И все это, по иронии судьбы, при дворе Папы, в центре христианства!
Используя перегонные кубы и технику паровой бани, которой широко пользовалась Мария, сестра Моисея, Христофор постарался получить густые пары масла лаванды, смол и терпентина, созданного путем экстрагирования из апельсиновых корок. Лавандовое масло было мощным растворителем, остальные ингредиенты выполняли функцию защиты как бумаги, так и текста. Он уже заканчивал работу и покрывал каждую страничку тонким слоем сока алоэ вера. Его фиксирующие и заживляющие свойства, известные еще по древнейшим герметическим текстам Египта, навечно сделают страницы твердыми и неуязвимыми. Разрушить их сумеет разве что удар меча или огонь.

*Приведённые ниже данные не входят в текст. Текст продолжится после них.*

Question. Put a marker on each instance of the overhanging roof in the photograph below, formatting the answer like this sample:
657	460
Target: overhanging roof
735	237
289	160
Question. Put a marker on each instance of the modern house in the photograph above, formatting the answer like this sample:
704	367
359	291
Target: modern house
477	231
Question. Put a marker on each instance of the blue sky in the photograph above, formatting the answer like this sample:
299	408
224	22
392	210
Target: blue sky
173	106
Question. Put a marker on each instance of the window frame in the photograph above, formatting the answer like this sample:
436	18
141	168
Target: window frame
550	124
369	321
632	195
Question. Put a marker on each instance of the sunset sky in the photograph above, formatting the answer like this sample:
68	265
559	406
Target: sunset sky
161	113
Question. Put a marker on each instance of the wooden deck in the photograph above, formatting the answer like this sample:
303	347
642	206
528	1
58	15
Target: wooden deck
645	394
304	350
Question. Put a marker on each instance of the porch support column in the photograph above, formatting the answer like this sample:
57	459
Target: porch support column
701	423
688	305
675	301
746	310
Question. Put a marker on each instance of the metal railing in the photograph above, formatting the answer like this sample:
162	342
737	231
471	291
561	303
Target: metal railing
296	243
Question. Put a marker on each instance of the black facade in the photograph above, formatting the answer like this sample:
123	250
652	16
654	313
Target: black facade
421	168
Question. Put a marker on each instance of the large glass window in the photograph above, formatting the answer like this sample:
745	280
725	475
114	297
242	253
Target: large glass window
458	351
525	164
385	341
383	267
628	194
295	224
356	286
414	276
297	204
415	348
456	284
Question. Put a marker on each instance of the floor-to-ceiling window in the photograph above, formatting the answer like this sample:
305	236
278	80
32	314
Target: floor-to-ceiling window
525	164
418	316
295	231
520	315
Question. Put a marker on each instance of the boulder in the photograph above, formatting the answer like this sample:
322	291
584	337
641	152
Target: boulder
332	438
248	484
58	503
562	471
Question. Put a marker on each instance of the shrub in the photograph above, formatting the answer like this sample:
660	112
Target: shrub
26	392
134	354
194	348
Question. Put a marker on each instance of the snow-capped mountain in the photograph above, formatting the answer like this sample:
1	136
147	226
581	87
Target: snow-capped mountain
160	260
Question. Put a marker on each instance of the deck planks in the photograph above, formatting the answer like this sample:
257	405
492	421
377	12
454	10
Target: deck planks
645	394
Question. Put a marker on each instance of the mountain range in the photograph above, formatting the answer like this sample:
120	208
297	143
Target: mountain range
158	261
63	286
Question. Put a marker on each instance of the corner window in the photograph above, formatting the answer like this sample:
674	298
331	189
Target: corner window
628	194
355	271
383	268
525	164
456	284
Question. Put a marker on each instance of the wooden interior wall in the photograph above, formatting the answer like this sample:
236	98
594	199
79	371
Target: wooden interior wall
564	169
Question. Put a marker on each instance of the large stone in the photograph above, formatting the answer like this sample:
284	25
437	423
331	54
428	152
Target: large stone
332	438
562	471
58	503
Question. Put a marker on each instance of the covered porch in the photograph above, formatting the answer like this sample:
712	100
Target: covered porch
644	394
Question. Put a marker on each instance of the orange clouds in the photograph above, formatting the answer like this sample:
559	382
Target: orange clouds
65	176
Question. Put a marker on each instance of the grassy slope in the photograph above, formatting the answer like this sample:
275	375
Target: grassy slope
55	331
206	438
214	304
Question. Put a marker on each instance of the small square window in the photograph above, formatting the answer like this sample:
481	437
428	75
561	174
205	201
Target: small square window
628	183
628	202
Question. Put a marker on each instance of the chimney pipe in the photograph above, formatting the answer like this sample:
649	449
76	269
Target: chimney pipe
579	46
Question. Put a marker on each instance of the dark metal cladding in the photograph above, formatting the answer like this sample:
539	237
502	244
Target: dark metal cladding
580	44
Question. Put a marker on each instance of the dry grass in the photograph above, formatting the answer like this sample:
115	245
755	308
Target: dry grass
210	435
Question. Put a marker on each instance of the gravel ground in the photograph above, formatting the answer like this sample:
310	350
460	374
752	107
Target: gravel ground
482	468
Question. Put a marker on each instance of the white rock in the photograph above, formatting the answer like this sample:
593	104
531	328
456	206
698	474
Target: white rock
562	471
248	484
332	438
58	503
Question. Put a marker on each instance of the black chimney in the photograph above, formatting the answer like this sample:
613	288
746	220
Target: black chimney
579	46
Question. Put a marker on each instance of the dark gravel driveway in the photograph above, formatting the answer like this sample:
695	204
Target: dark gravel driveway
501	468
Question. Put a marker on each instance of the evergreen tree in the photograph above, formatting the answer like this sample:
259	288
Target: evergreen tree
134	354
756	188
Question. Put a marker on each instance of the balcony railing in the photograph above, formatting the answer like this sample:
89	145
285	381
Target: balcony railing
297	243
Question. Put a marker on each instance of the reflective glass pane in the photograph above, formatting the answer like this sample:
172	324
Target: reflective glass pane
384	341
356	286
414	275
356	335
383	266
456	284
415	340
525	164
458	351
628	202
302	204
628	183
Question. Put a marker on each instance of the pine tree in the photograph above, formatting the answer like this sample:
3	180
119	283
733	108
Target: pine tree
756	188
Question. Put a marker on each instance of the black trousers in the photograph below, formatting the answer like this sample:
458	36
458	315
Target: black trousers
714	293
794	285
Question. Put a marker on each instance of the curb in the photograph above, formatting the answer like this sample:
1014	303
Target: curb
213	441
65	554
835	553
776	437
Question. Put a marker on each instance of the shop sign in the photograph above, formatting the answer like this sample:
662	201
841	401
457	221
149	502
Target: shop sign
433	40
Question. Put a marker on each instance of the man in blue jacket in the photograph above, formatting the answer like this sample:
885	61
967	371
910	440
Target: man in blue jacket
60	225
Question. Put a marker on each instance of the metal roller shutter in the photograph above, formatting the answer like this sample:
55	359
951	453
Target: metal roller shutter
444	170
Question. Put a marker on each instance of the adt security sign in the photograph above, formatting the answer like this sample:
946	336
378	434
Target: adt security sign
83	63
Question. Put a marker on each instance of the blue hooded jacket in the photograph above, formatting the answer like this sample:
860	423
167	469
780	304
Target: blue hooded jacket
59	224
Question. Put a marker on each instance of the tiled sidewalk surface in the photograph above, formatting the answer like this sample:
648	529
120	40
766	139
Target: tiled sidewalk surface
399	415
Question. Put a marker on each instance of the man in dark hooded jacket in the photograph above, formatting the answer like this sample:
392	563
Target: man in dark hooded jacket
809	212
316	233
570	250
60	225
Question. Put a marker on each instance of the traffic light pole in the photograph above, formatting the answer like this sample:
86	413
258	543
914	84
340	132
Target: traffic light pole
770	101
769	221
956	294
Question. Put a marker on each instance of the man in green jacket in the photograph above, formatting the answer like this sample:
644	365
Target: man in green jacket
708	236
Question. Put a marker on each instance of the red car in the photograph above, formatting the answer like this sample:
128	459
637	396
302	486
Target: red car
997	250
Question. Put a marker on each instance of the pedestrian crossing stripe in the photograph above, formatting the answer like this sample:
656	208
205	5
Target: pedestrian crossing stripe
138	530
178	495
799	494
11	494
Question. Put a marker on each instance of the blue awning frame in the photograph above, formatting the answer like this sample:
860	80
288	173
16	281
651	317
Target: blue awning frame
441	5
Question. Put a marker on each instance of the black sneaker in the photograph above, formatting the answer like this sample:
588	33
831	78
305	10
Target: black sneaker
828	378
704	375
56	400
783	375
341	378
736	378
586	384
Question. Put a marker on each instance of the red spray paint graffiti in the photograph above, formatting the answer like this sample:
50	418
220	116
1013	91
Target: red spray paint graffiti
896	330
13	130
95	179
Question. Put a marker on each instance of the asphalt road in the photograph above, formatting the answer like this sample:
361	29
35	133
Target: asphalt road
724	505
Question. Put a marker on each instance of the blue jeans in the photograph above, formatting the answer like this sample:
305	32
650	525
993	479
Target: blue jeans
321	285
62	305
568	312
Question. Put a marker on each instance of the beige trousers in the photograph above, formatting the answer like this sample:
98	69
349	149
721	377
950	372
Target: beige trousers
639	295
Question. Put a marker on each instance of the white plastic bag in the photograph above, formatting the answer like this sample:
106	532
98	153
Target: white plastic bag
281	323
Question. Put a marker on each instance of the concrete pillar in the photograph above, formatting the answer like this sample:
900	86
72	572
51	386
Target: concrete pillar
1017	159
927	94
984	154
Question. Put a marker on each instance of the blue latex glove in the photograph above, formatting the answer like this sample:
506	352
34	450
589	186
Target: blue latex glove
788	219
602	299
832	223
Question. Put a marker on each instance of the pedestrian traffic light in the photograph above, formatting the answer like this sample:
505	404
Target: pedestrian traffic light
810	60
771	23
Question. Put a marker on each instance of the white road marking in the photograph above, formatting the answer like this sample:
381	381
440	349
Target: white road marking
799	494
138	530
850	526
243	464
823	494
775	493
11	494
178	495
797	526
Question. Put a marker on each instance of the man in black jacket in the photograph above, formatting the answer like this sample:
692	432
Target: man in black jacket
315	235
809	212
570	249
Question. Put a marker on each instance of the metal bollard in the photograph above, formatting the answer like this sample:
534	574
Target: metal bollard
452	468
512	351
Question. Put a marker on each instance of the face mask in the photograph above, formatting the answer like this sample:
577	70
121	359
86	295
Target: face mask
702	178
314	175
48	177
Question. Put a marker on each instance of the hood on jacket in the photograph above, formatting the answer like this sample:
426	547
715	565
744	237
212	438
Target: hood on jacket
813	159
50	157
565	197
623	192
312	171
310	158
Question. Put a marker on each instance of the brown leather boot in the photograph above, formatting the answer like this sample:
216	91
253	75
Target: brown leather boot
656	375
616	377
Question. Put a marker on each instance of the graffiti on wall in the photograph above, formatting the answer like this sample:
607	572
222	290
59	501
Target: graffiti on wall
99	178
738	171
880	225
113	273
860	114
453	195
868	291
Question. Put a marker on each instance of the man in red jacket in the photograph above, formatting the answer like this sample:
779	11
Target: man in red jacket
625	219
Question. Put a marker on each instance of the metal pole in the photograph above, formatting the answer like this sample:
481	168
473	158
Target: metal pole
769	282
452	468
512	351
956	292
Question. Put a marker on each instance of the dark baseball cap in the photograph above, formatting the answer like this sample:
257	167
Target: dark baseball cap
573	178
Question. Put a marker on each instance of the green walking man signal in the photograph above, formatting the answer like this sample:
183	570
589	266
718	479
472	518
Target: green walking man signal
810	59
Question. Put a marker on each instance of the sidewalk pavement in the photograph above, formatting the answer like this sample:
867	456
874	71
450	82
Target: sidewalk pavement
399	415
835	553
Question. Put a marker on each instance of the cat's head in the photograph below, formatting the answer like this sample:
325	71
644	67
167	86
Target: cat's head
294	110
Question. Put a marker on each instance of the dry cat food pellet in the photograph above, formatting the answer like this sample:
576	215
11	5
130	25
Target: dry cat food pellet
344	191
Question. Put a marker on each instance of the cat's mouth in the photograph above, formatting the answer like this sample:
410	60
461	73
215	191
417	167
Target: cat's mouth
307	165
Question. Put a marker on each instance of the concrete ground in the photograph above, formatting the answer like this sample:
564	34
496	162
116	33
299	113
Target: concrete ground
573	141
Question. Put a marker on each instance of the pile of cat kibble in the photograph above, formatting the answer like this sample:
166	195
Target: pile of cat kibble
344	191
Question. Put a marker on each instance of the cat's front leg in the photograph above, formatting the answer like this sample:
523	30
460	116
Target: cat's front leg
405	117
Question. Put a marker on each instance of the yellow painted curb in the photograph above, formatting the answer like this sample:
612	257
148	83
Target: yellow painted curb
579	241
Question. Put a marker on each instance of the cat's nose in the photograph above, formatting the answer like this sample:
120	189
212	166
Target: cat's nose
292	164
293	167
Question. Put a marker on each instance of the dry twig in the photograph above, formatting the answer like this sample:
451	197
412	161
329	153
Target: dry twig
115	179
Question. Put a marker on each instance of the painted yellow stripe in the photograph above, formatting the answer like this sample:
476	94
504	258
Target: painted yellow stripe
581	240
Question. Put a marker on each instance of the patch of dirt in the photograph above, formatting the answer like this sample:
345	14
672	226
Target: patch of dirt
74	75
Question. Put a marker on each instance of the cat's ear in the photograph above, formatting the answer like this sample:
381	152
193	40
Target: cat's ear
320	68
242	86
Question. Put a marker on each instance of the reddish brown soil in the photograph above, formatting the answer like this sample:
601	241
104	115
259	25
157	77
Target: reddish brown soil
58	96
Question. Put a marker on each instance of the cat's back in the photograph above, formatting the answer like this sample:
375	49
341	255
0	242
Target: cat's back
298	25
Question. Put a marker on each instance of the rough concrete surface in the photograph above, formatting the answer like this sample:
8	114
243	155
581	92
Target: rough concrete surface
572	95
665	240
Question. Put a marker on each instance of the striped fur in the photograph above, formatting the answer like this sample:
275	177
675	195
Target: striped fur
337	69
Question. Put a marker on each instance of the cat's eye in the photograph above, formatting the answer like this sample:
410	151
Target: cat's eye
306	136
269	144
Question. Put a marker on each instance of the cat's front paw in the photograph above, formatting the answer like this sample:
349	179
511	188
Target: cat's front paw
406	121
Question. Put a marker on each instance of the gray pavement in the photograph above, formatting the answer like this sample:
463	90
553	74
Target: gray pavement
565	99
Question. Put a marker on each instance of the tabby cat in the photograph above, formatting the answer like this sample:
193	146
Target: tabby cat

Отец пока ничего не знал. Для Христофора несколько лишних дней составляли единственную возможность прочесть заветные страницы и понять, во-первых, мысли Джованни Пико, а во-вторых, чем понтифика так заинтересовал и привлек этот текст. Причем Христофор мог только прочесть, поскольку на копирование времени не было, да и найди у него кто-нибудь копию, болтаться бы ему на решетке замка Сант-Анджело, а вороны клевали бы его глаза.
День и ночь страницы, одна за другой, проходили у него перед глазами. По мере того как он углублялся в чтение, в нем росло ощущение необыкновенной силы знания. Ему казалось, что у него в руках ключ ко всем мечтам.